On April 11 the Nepalese government introduced a ban on the popular award-winning online video game PlayerUnknown’s Battlegrounds. More commonly known by the acronym PUBG, it is a ‘battle royale’ game in which one hundred players land on an island and fight until the “last man standing” wins.

Metropolitan Crime Division chief Dhiraj Pratap Singh told the Kathmandu Post: “We received a number of complaints from parents, schools and school associations regarding the effect of the game on children.” He went on to say that the ban is based on “psychiatric advice.”

It is suggested that the game leads to addictive tendencies that distract from studies and even lead to insomnia, aggressive or violent behavior. Such instances include “hurling mobile devices at parents when asked not to play the game and banging mobile devices on [the] floor.”

Telecom regulator Nepal Telecommunications Authority has begun to direct all internet service providers of the country to block internet traffic coming from PUBG servers.

NTA deputy director Sandip Adhikari said it decided to ban the game “because it is addictive to children and teenagers.”

Critics of the effort, such as the Federation of Nepali Guardians Coordinator, have argued for the need for effective counseling and parenting rather than censorship; Subhaprabhat Bhandari said: “We can address this problem only if we successfully persuade kids to avoid such games themselves.”

On the tech side, Sudhir Parajuli, President of Nepal ISP Subisu, argued that the ban would be ineffective due to free, easily-accessible VPN services.

Since the game’s release on Microsoft Windows in 2017, later followed by MacOS, games consoles, and smartphones versions, PUBG has come under intense scrutiny. Recent efforts to enforce a ban on PUBG in India were short-lived, with the game suspended for the duration of the student examination period.

On April 17, the Iraq parliament also voted to ban the game by a large majority, arguing that it is a threat to “social, moral, and educational security.” Other newly-banned video games in Iraq include Fortnite and Blue Whale.
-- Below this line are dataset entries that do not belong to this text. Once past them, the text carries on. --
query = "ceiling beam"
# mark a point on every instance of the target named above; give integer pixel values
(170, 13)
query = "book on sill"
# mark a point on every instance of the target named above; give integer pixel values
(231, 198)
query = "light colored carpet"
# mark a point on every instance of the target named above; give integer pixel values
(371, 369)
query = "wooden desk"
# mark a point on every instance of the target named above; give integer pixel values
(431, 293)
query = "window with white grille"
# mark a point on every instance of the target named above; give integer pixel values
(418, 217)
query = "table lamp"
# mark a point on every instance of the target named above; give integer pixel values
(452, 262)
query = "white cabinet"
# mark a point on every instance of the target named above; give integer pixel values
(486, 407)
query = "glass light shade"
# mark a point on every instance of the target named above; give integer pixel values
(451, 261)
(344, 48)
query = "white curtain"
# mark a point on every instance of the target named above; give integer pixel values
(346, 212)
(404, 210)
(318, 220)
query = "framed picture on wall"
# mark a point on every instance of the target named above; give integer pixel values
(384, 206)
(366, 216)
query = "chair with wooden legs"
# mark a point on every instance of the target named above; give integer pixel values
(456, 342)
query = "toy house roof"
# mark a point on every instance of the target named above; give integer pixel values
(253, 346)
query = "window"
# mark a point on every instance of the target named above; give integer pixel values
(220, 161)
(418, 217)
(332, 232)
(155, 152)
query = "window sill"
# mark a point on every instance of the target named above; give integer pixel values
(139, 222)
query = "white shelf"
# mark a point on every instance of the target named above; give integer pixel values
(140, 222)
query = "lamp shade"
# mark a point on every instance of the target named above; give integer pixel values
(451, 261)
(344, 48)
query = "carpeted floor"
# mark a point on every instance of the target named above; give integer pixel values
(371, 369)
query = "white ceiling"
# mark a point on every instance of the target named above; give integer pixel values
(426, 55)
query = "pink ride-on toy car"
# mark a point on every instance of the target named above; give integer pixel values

In one particular region of Iraqi Kurdistan, PUBG has even been on the receiving end of a fatwa and is now considered haram (religiously prohibited).

This censorious tendency is not limited to the East; this news comes as the United Kingdom’s Prince Harry proposed a similar ban on Fortnite, saying: “It’s created to addict, an addiction to keep you in front of a computer for as long as possible.”